To hackers and identity thieves, few things could be more enticing than cracking open a business. From corporations to small businesses, there's the potential to gain access to the personal information of hundreds, thousands or even millions of customers in a single hack. Financial advisory practices are particularly alluring targets because they handle so much money, and because of appeal, "spoofing" is striking the industry hard.
Spoofing is the buzzword that's used when a hacker or thief impersonates a financial advisor's client and requests transfers, or the disclosure of sensitive information. One common method used by thieves is hacking into a client's email account and then sending emails to the advisory practice, asking funds to be transferred to certain accounts. The savviest of these criminals can also find out ways to get into a client's mobile phone account, set up call forwarding and then impersonate the client in case the advisor calls to confirm the requested transaction.

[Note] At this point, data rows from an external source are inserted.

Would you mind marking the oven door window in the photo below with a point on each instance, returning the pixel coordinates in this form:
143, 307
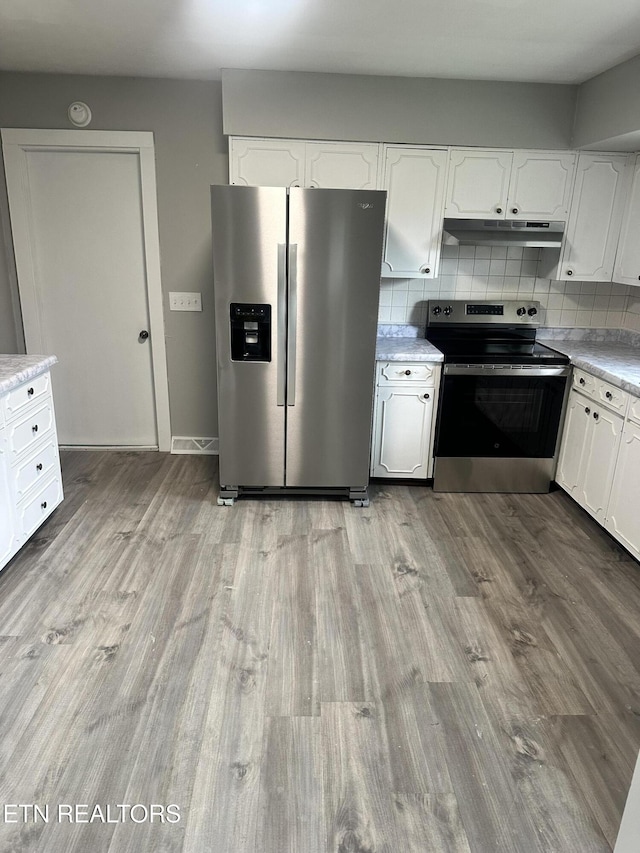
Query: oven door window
500, 416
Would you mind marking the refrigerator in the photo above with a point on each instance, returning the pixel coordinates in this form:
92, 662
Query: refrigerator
296, 284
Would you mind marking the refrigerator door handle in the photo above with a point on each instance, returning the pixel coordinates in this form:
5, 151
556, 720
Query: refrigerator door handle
282, 325
293, 322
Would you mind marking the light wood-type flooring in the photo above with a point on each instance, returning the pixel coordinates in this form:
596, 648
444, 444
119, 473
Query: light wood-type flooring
436, 672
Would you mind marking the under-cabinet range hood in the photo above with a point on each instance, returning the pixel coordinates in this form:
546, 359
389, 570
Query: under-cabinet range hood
503, 232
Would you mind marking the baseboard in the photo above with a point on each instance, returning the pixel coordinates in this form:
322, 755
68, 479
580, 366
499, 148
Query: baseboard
190, 444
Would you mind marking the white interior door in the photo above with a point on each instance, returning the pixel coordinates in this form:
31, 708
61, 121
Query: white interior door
87, 262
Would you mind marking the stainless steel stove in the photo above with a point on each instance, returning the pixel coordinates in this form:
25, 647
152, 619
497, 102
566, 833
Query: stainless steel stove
502, 397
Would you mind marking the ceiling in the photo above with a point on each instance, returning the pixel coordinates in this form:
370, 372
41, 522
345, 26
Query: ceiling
549, 41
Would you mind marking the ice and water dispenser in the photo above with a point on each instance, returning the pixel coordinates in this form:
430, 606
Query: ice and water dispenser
250, 331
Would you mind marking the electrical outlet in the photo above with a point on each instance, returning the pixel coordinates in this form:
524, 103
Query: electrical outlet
185, 301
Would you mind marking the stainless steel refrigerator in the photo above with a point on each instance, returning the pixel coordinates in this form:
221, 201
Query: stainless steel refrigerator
296, 282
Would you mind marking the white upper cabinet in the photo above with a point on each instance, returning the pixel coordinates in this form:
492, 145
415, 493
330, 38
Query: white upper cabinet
627, 265
415, 180
341, 165
266, 162
502, 184
478, 184
540, 186
593, 226
295, 163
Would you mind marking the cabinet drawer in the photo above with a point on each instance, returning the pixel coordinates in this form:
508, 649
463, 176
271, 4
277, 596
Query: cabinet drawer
38, 468
28, 431
33, 511
584, 382
18, 398
410, 373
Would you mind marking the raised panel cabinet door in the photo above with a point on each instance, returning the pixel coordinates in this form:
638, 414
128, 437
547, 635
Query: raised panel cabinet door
478, 184
402, 432
594, 220
601, 452
574, 437
415, 182
627, 266
266, 162
623, 514
341, 165
540, 185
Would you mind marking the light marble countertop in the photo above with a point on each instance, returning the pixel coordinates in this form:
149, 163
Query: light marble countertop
406, 349
16, 369
617, 363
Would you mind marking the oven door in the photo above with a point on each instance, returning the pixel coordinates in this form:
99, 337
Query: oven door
498, 427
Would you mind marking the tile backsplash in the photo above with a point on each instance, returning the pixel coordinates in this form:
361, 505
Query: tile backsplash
498, 272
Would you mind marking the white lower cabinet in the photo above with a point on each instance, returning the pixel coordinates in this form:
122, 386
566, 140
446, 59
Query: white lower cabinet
599, 463
403, 420
7, 519
623, 516
30, 478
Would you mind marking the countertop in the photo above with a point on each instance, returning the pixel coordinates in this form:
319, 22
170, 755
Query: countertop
617, 363
16, 369
406, 349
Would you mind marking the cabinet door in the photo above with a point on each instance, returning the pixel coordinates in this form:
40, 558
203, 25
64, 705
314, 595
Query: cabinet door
402, 432
623, 515
415, 183
341, 165
627, 267
601, 451
540, 185
478, 184
266, 162
594, 221
574, 437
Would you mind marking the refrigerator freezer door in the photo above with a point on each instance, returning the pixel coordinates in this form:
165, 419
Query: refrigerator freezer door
249, 237
336, 240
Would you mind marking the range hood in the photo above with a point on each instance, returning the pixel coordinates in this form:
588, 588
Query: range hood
503, 232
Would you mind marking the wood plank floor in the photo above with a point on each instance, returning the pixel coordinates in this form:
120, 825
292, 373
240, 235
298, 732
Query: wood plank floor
432, 673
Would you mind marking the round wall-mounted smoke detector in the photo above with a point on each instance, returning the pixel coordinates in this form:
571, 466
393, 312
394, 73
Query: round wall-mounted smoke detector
79, 114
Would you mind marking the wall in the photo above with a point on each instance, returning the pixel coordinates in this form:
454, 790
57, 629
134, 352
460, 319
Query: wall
608, 110
397, 109
191, 154
498, 272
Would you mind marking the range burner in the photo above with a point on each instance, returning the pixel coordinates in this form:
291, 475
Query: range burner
489, 332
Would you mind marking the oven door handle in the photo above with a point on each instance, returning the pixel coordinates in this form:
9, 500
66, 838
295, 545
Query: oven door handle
515, 372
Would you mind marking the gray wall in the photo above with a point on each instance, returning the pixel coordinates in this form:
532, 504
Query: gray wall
191, 154
397, 109
608, 109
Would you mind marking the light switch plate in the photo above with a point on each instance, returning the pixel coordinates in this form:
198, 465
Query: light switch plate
185, 301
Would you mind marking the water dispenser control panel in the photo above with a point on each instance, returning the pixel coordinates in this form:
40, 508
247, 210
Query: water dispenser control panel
250, 331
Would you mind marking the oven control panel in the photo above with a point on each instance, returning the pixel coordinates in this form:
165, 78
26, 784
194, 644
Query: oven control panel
461, 312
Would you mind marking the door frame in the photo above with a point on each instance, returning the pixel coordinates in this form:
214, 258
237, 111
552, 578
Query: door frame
15, 143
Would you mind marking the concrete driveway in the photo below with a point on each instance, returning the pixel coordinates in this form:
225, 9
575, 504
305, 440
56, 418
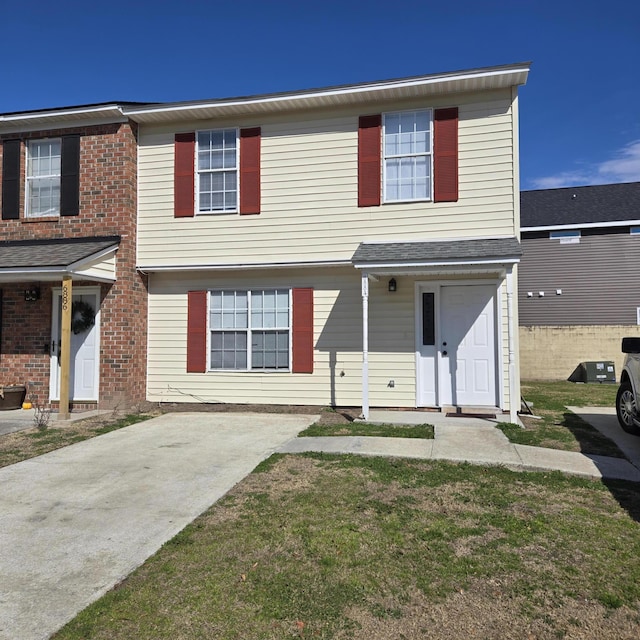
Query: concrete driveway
76, 521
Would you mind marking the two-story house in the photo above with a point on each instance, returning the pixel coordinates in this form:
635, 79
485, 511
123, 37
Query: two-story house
67, 258
352, 245
579, 285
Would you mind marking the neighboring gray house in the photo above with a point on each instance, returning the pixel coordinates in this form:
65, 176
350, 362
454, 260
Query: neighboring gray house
579, 288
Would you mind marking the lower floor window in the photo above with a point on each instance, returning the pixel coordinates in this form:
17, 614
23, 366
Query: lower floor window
250, 329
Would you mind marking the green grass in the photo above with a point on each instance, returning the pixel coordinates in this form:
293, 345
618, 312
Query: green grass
321, 546
557, 427
370, 429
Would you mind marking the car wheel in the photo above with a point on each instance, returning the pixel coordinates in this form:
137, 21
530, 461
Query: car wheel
626, 408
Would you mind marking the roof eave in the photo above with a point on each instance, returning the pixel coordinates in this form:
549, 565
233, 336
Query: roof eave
455, 82
61, 118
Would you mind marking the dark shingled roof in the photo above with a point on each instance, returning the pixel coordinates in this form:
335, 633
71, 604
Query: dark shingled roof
60, 252
580, 205
437, 251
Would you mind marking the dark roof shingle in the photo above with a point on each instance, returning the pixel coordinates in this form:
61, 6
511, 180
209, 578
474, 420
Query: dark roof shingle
580, 205
59, 252
437, 250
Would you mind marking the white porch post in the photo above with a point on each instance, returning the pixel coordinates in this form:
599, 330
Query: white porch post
514, 402
365, 346
65, 347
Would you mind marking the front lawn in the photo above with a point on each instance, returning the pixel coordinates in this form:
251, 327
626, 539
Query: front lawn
557, 427
319, 546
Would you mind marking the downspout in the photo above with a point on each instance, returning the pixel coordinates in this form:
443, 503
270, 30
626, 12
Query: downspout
513, 401
365, 346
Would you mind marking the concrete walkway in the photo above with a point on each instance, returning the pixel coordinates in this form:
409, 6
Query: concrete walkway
478, 441
76, 521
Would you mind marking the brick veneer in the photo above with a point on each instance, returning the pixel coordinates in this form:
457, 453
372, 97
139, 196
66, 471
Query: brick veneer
108, 176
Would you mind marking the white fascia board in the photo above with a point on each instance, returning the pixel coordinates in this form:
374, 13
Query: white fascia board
294, 97
24, 122
472, 262
587, 225
250, 265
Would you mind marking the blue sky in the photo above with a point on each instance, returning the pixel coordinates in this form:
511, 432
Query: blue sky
579, 112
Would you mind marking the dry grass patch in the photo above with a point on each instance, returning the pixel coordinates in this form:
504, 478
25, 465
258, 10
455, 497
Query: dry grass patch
319, 546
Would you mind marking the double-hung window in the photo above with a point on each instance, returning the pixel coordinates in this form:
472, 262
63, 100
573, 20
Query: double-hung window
250, 330
43, 178
217, 157
407, 155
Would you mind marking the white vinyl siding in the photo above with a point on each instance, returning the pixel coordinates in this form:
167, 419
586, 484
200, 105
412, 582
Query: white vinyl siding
44, 162
337, 339
309, 174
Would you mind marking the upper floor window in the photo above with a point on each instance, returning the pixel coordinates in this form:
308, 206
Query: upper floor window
407, 155
43, 178
217, 157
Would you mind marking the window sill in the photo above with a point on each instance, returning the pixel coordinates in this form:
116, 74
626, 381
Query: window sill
217, 213
42, 219
407, 201
262, 371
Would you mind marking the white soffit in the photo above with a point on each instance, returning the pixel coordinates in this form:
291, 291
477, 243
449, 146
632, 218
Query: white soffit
62, 118
417, 87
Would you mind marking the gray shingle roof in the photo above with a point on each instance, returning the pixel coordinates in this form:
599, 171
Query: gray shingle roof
580, 205
60, 252
436, 251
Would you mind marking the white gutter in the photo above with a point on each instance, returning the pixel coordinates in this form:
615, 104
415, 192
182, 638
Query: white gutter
242, 265
586, 225
325, 93
103, 111
441, 263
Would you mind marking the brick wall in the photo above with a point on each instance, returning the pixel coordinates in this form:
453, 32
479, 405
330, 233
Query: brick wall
553, 352
108, 175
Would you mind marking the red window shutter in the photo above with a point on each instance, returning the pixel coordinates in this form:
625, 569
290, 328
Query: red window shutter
445, 155
369, 132
184, 178
302, 331
250, 170
196, 332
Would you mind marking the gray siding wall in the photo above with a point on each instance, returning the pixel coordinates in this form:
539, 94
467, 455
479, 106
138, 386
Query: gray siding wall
599, 279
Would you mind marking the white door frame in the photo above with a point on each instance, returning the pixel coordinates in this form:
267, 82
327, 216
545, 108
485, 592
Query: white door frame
436, 287
54, 376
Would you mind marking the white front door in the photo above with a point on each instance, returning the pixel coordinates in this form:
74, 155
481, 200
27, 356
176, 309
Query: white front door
456, 345
467, 362
85, 349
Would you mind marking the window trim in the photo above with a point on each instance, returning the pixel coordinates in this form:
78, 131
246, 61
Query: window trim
249, 368
28, 180
429, 154
197, 172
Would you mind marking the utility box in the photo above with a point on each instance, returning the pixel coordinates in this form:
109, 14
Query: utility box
602, 371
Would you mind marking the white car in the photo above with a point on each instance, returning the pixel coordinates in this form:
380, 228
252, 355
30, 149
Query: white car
628, 398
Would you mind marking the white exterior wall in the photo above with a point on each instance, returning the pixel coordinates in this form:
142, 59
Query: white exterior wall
337, 340
309, 190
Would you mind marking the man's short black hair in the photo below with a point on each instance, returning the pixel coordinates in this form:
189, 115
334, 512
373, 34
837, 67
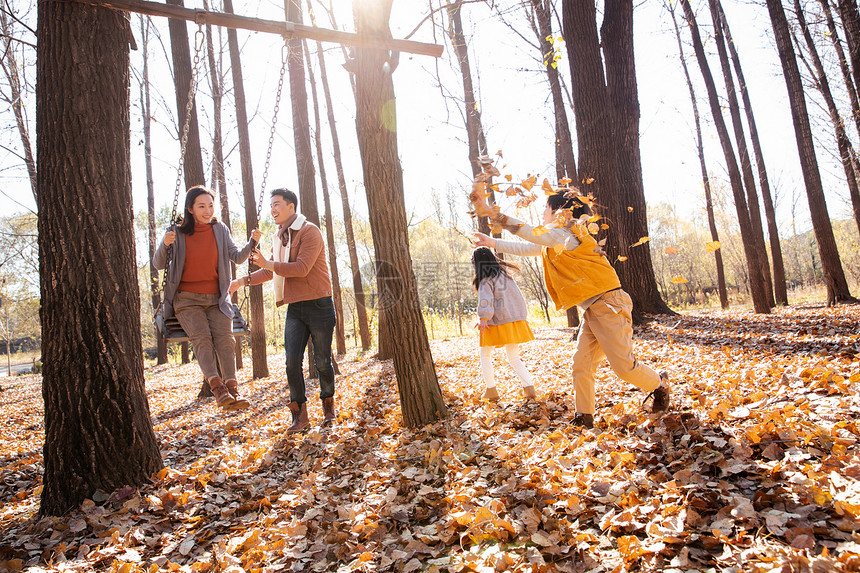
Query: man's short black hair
287, 196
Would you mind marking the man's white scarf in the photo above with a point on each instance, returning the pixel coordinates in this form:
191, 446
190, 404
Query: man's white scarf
281, 254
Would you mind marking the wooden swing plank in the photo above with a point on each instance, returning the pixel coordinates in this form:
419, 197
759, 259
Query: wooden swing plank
269, 26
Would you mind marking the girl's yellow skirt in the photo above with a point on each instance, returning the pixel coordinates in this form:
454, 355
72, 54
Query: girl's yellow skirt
508, 333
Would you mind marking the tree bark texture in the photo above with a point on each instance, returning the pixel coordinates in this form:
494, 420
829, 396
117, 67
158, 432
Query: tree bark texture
340, 335
850, 17
843, 142
474, 129
757, 285
259, 365
834, 277
420, 396
98, 432
762, 262
357, 285
146, 112
565, 161
301, 123
706, 181
181, 54
849, 87
627, 203
779, 286
607, 119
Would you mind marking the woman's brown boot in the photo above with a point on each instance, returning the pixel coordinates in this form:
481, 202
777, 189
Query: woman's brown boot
233, 388
328, 411
222, 395
300, 417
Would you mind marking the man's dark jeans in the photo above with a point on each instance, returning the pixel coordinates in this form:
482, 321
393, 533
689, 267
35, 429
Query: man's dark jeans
315, 319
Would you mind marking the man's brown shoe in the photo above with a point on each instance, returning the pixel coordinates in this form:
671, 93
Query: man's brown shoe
661, 395
222, 395
233, 388
300, 417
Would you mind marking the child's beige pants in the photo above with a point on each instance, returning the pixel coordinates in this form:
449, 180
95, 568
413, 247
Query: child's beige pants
607, 330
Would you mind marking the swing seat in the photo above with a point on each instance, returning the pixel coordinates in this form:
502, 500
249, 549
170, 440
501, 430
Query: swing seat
171, 330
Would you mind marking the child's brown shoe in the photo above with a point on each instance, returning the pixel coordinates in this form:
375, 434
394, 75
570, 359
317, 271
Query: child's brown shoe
491, 394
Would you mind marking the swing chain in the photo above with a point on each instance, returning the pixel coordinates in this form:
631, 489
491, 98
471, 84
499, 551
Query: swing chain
284, 59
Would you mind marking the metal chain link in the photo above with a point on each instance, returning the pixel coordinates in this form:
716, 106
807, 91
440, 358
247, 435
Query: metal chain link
284, 58
199, 40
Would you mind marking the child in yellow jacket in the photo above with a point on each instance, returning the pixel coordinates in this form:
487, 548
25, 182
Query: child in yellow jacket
577, 274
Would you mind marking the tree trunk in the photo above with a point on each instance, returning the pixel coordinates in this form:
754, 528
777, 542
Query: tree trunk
851, 24
181, 54
474, 129
301, 123
852, 96
219, 181
10, 69
259, 366
302, 136
706, 181
762, 262
146, 112
98, 432
837, 286
340, 335
193, 160
565, 162
420, 395
607, 120
357, 285
843, 143
779, 286
757, 285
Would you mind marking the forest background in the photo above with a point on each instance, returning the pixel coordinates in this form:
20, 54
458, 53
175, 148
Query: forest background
512, 97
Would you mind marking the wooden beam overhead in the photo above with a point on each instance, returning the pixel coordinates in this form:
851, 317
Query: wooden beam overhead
288, 29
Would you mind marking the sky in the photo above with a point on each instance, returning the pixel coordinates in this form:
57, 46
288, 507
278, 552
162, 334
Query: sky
514, 101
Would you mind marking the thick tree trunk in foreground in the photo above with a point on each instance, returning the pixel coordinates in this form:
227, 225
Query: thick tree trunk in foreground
259, 365
420, 396
757, 285
834, 277
706, 181
98, 433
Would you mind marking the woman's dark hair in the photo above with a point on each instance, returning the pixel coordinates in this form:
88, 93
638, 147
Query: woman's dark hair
187, 225
570, 200
488, 265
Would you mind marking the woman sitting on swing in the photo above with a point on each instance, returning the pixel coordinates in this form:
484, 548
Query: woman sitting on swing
198, 277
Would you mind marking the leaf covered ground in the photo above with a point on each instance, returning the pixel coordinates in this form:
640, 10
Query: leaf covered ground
755, 469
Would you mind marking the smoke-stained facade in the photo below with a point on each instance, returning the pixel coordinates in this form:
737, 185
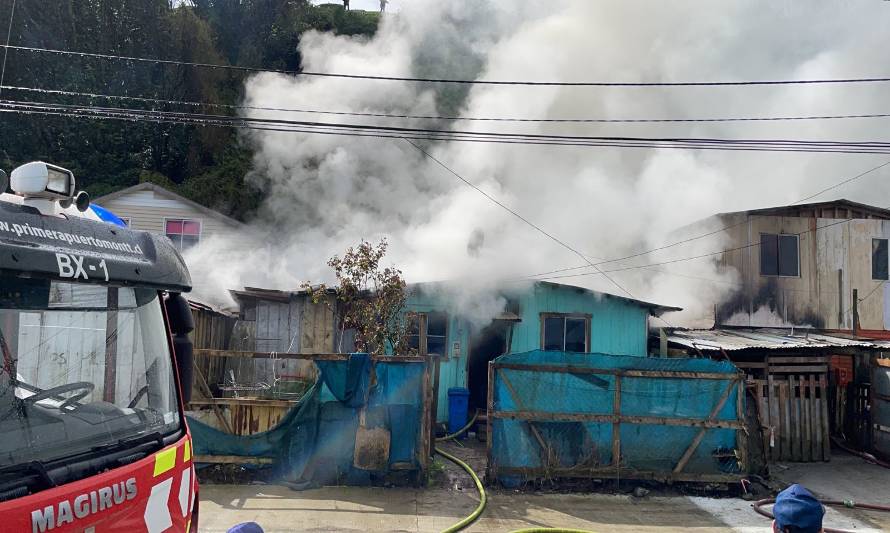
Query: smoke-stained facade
799, 266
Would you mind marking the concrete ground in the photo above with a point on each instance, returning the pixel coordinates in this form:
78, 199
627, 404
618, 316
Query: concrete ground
280, 509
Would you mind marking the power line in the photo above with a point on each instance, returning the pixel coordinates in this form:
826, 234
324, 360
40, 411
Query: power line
538, 228
684, 259
6, 50
819, 81
772, 145
722, 229
445, 117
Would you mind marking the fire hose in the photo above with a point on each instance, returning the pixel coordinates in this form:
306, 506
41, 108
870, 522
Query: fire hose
850, 504
483, 499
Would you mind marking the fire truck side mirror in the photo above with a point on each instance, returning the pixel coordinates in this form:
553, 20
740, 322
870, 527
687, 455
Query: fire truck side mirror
182, 323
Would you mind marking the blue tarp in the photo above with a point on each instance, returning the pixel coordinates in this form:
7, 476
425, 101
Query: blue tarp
314, 443
584, 444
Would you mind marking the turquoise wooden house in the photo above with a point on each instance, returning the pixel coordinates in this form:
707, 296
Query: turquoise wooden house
531, 316
539, 315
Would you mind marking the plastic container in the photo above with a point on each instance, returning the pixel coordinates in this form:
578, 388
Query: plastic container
458, 404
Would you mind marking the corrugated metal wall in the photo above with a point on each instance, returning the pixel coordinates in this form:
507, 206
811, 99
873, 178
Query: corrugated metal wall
617, 327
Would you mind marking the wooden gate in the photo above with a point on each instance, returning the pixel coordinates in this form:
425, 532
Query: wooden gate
598, 416
792, 395
880, 408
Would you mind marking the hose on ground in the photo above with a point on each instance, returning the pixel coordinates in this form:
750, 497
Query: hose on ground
461, 431
850, 504
867, 456
483, 499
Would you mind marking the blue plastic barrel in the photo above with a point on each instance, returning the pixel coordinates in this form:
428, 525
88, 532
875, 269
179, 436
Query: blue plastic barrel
458, 404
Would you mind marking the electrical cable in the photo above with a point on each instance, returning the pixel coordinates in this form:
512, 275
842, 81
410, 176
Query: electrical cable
849, 504
818, 81
522, 138
442, 117
6, 50
520, 217
722, 229
477, 512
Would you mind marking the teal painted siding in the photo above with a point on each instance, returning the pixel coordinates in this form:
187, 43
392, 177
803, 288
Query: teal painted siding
617, 327
453, 366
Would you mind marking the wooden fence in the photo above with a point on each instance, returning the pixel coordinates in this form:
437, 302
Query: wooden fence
793, 406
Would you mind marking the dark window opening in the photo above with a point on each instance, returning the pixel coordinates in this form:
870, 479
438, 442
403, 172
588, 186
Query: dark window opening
879, 259
565, 333
428, 333
779, 255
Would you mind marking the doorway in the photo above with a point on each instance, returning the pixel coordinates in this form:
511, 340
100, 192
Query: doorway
484, 346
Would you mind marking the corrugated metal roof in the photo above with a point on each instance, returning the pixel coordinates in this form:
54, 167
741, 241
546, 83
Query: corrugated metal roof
768, 339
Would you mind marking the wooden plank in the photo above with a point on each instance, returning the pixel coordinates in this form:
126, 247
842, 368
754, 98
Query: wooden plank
791, 369
690, 450
741, 436
616, 426
799, 360
826, 440
244, 401
305, 356
763, 415
744, 364
426, 440
784, 449
569, 369
520, 404
234, 459
815, 435
794, 418
625, 473
806, 440
543, 416
775, 441
489, 414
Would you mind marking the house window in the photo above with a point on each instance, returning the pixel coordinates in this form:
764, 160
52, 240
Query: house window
566, 333
879, 259
428, 333
779, 255
184, 232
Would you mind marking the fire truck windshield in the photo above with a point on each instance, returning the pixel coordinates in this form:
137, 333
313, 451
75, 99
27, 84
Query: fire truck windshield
85, 369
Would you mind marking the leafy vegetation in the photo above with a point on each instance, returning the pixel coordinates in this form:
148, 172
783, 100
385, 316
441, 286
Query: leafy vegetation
206, 164
370, 299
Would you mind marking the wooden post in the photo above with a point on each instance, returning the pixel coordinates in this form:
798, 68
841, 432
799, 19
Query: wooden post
110, 346
855, 311
426, 444
489, 436
826, 442
520, 404
435, 360
741, 436
687, 455
616, 426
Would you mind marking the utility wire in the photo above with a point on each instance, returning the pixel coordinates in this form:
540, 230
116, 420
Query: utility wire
445, 117
6, 50
457, 81
536, 227
683, 259
722, 229
773, 145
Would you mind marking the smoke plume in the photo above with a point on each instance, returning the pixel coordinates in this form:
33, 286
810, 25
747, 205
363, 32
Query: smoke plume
325, 192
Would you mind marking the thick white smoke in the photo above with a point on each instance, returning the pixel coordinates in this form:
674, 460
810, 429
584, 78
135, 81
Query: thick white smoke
326, 192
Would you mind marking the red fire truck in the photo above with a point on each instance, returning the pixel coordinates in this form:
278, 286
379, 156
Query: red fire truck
96, 365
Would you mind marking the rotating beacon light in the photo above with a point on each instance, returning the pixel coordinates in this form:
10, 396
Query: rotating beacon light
47, 187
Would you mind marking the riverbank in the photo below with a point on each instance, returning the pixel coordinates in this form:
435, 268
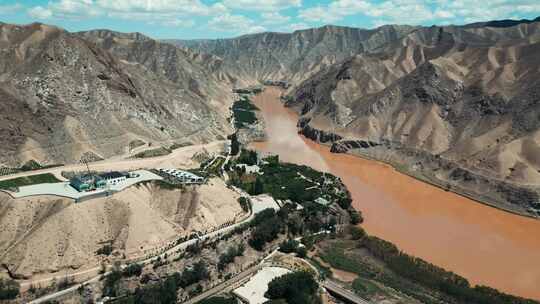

For consumers working with financial advisors, asking questions about security isn't just important anymore - it's essential. Here are a few things to ask:
• Does the firm have a company-wide policy when it comes to verifying clients' identities? What are the details of the policy? Is it single- or multiple-layer?
• Are options like video chat available for requesting major transactions or other client-initiated actions?
• Does the firm have a plan of action in case spoofing or other hacking occurs?
Protecting against identity theft is often an individual's responsibility, but companies that deal with sensitive information also have an obligation to protect clients' assets and interests.